Thanks a lot dear reviewer 2! We might discuss the rule of thumbed-ness of ECON, but ok, thanks, there is nothing ridiculous in your review.
======= Review 3 =======

> > *** Originality: How would you rate the originality of the paper?
Reject (0)

> > *** Significance of Topic: Is this topic significant to ICANN '09?
Neutral (2)

> > *** Technical Quality: How would you rate the technical quality of this paper?
Weak Reject (1)

> > *** Presentation: How would you rate the presentation of this paper?
Weak Reject (1)

> > *** Overall Rating: Do you recommend acceptance or rejection?
Reject (0)

> > *** Guidance for Authors: Please describe in detail main paper contributions, positive
aspects, observed deficiencies, and suggestions on how to improve them.

The paper presents a method (ECON) which is a LARS-based algorithm, used in the field of
regression.
The presentation is clear and the topic is of value for the conference at hand. However, I
think the article is too weak in terms of originality of the theoretical and experimental
results for justifing publication.
this guy thinks the paper is too weak in terms of originality, but he/she is unable to say more.
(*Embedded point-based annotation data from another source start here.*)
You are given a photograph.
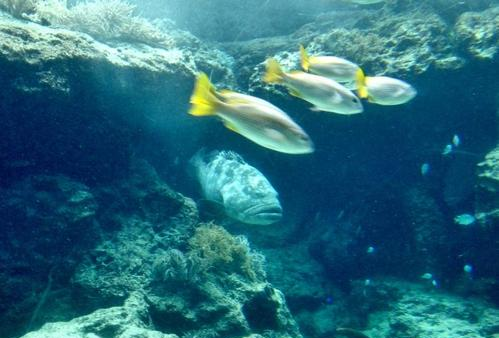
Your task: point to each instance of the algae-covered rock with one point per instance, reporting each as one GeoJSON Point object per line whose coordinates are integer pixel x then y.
{"type": "Point", "coordinates": [127, 321]}
{"type": "Point", "coordinates": [478, 33]}
{"type": "Point", "coordinates": [423, 313]}
{"type": "Point", "coordinates": [145, 216]}
{"type": "Point", "coordinates": [487, 189]}
{"type": "Point", "coordinates": [404, 44]}
{"type": "Point", "coordinates": [46, 222]}
{"type": "Point", "coordinates": [77, 105]}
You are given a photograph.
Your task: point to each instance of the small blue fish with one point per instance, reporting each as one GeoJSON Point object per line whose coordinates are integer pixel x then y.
{"type": "Point", "coordinates": [427, 276]}
{"type": "Point", "coordinates": [464, 219]}
{"type": "Point", "coordinates": [447, 150]}
{"type": "Point", "coordinates": [425, 169]}
{"type": "Point", "coordinates": [468, 268]}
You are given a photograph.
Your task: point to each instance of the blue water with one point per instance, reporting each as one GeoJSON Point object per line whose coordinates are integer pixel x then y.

That's a very easy way to reject a paper.

Frontiers in Computer Science

We got this one in Sep. 2011. We had a paper at the IEEE International Conference on Data Mining 2010, and later we were invited to submit an extended version to this journal. That's what we did and we got these two reviews.

So, we got two reviews. The associate editor concluded that major revisions were needed.

The first reviewer basically asked to re-organize the paper, and make the notation less cumbersome. He, or she, also wrote that we were not citing some papers, omitting to mention which papers we should have cited; we cited 21 papers and we are quite confident that we did cite the papers related to our work.
(I'll put the whole review on-line soon.)

The second review is the following:































This paper is a nicely extended version of the authors' IEEE ICDM '10 paper.

Given that the KAIS journal (http://www.cs.uvm.edu/~kais/) has been publishing the best papers from IEEE ICDM every year, you are advised to try and cite 3 to 5 most recent, relevant papers from this journal in your revised manuscript (where *most recent* means papers published in 2010 and 2011, see http://www.springerlink.com/content/105441/ including the newly published papers under the Online First link), if at all possible. (Each Online First paper should cite its DOI with its online publication year as its publication year.) Citations from other relevant journals and conferences will also be helpful. Please respond in your revision statement with a list of newly added references.
After checking the last two years papers published in KAIS, we found only one dealing with computational advertizing. This paper addresses a totally different perspective than ours, and there is no reason to cite it.